BioMedInnovations, LLC – Winston-Salem, NC – August 03, 2022
BioMedInnovations (BMI) reports the publication of a new article in the prestigious journal Nature – “Cellular recovery after prolonged warm ischaemia of the whole body” – from the Sestan Lab of the Neuroscience department of the Yale School of Medicine, which uses a critical BMI technology component as part of their organ and tissue perfusion platform.

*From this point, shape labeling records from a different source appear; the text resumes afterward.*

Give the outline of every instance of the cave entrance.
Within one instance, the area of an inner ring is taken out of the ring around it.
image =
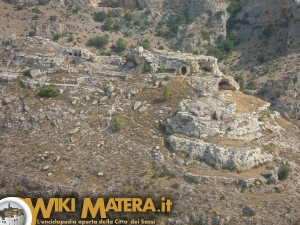
[[[221,80],[218,84],[219,90],[232,90],[235,91],[236,87],[231,85],[228,80]]]
[[[180,72],[181,72],[182,75],[186,75],[187,72],[188,72],[186,66],[182,66],[181,69],[180,69]]]

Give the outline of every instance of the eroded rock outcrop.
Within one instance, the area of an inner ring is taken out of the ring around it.
[[[174,152],[185,153],[191,159],[204,161],[219,169],[248,170],[273,158],[269,154],[263,154],[260,148],[220,147],[201,140],[188,140],[174,135],[168,138],[168,143]]]

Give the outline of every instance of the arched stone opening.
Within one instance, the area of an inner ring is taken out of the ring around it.
[[[188,75],[190,73],[190,67],[186,65],[182,65],[179,69],[179,74]]]
[[[181,69],[180,69],[180,72],[181,72],[182,75],[186,75],[186,73],[187,73],[186,66],[182,66]]]
[[[236,90],[236,87],[230,84],[229,80],[222,79],[218,83],[219,90]]]

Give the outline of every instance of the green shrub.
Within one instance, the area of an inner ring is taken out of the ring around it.
[[[114,10],[109,11],[108,16],[109,17],[115,17],[115,18],[116,17],[120,17],[121,16],[121,12],[118,9],[114,9]]]
[[[257,84],[254,80],[251,80],[247,83],[246,89],[255,90],[257,88]]]
[[[267,61],[265,54],[259,54],[256,59],[259,63],[265,63]]]
[[[292,171],[292,169],[289,164],[281,164],[279,166],[278,179],[279,180],[287,179],[291,171]]]
[[[144,63],[143,73],[151,72],[150,65],[148,63]]]
[[[167,100],[170,100],[170,99],[171,99],[171,88],[170,88],[170,85],[167,84],[164,87],[164,100],[167,101]]]
[[[225,39],[218,45],[218,48],[226,53],[232,52],[233,47],[233,41],[231,41],[230,39]]]
[[[19,11],[22,10],[24,8],[24,5],[16,5],[15,6],[15,10]]]
[[[38,96],[43,98],[52,98],[59,95],[59,90],[54,84],[46,85],[38,90]]]
[[[113,129],[115,131],[120,131],[124,127],[124,118],[122,116],[115,116],[113,118]]]
[[[120,21],[117,20],[114,22],[113,30],[119,31],[121,29],[121,27],[122,27],[122,25],[121,25]]]
[[[279,187],[274,187],[274,191],[276,192],[276,193],[281,193],[281,190],[280,190],[280,188]]]
[[[227,7],[227,12],[231,15],[236,15],[242,9],[242,5],[239,1],[231,1]]]
[[[29,33],[28,33],[28,36],[29,37],[34,37],[36,35],[36,31],[35,30],[31,30],[31,31],[29,31]]]
[[[262,35],[265,38],[270,38],[273,33],[274,33],[274,27],[272,24],[269,24],[267,27],[264,28]]]
[[[119,38],[115,45],[111,47],[115,53],[122,53],[126,50],[126,44],[122,38]]]
[[[81,9],[80,6],[76,5],[75,8],[72,9],[72,13],[74,13],[74,14],[78,13],[80,11],[80,9]]]
[[[24,75],[25,77],[31,77],[31,72],[30,72],[30,70],[25,70],[25,71],[23,72],[23,75]]]
[[[277,89],[275,90],[274,95],[276,98],[280,98],[283,95],[283,91],[281,89]]]
[[[102,49],[108,44],[108,41],[109,41],[108,35],[97,36],[89,39],[87,45]]]
[[[74,37],[73,37],[72,35],[70,35],[70,36],[68,37],[67,42],[72,42],[72,41],[74,41]]]
[[[51,16],[49,17],[49,20],[50,20],[50,21],[56,21],[56,20],[57,20],[57,16],[51,15]]]
[[[132,21],[134,20],[134,14],[130,13],[130,12],[127,12],[125,15],[124,15],[124,19],[127,20],[127,21]]]
[[[258,117],[258,121],[259,121],[259,122],[265,122],[265,119],[266,119],[266,118],[265,118],[264,115],[261,115],[261,116]]]
[[[220,50],[217,47],[213,47],[213,46],[208,47],[207,54],[214,56],[214,57],[218,58],[219,60],[223,60],[226,57],[226,54],[224,51]]]
[[[143,41],[140,41],[138,43],[140,46],[142,46],[144,49],[149,50],[150,49],[150,41],[145,39]]]
[[[105,31],[109,31],[112,29],[113,21],[111,19],[108,19],[105,21],[105,23],[102,25],[102,29]]]
[[[52,36],[52,40],[53,40],[53,41],[58,41],[61,37],[62,37],[62,34],[61,34],[61,33],[55,33],[55,34]]]
[[[188,33],[188,37],[189,37],[189,38],[192,38],[192,37],[194,37],[194,36],[195,36],[195,33],[193,33],[193,32]]]
[[[49,0],[38,0],[39,5],[47,5],[49,3]]]
[[[94,13],[94,20],[97,22],[103,22],[107,18],[107,13],[105,11],[98,11]]]
[[[42,11],[39,10],[39,8],[37,8],[37,7],[33,8],[33,9],[31,10],[31,12],[36,13],[36,14],[41,14],[41,13],[42,13]]]
[[[245,85],[245,78],[243,75],[239,74],[236,75],[234,77],[234,80],[240,85],[240,89],[243,90],[244,89],[244,85]]]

Earlier studies by the Sestan lab involved the restoration and maintenance of microcirculation and molecular/cellular functions of an intact pig brain under ex vivo at normal body temperature for up to four hours post-mortem using a platform that emulates the body’s natural rhythms to mimic a physiological environment for organ preservation. In their new Nature study Andrijevic, Vrselja, Lysyy, Zhang, and Colleagues extended the application of this platform from the pig brain to the whole pig body.
After an hour of warm ischemia induced by halting circulation by stopping the heart, a six-hour perfusion preserved tissue integrity, inhibited cell death, and restored crucial molecular and cellular processes in multiple organs. Later analysis at the single-cell scale also found that perfusion of the pig body induced organ- and cell-type-specific molecular and cellular repair processes. In the future, the application of this platform may provide a means to maintain human organs in a viable condition for longer times and increase the supply of much-needed organs for later research or transplantation purposes, thereby solving our current problem of severe organ shortages.
Overall, this exciting study from the Sestan Lab provides robust evidence that an organ and tissue perfusion platform containing a critical BMI technology component can support the function of multiple organs in a large mammal after prolonged whole-body warm ischemia.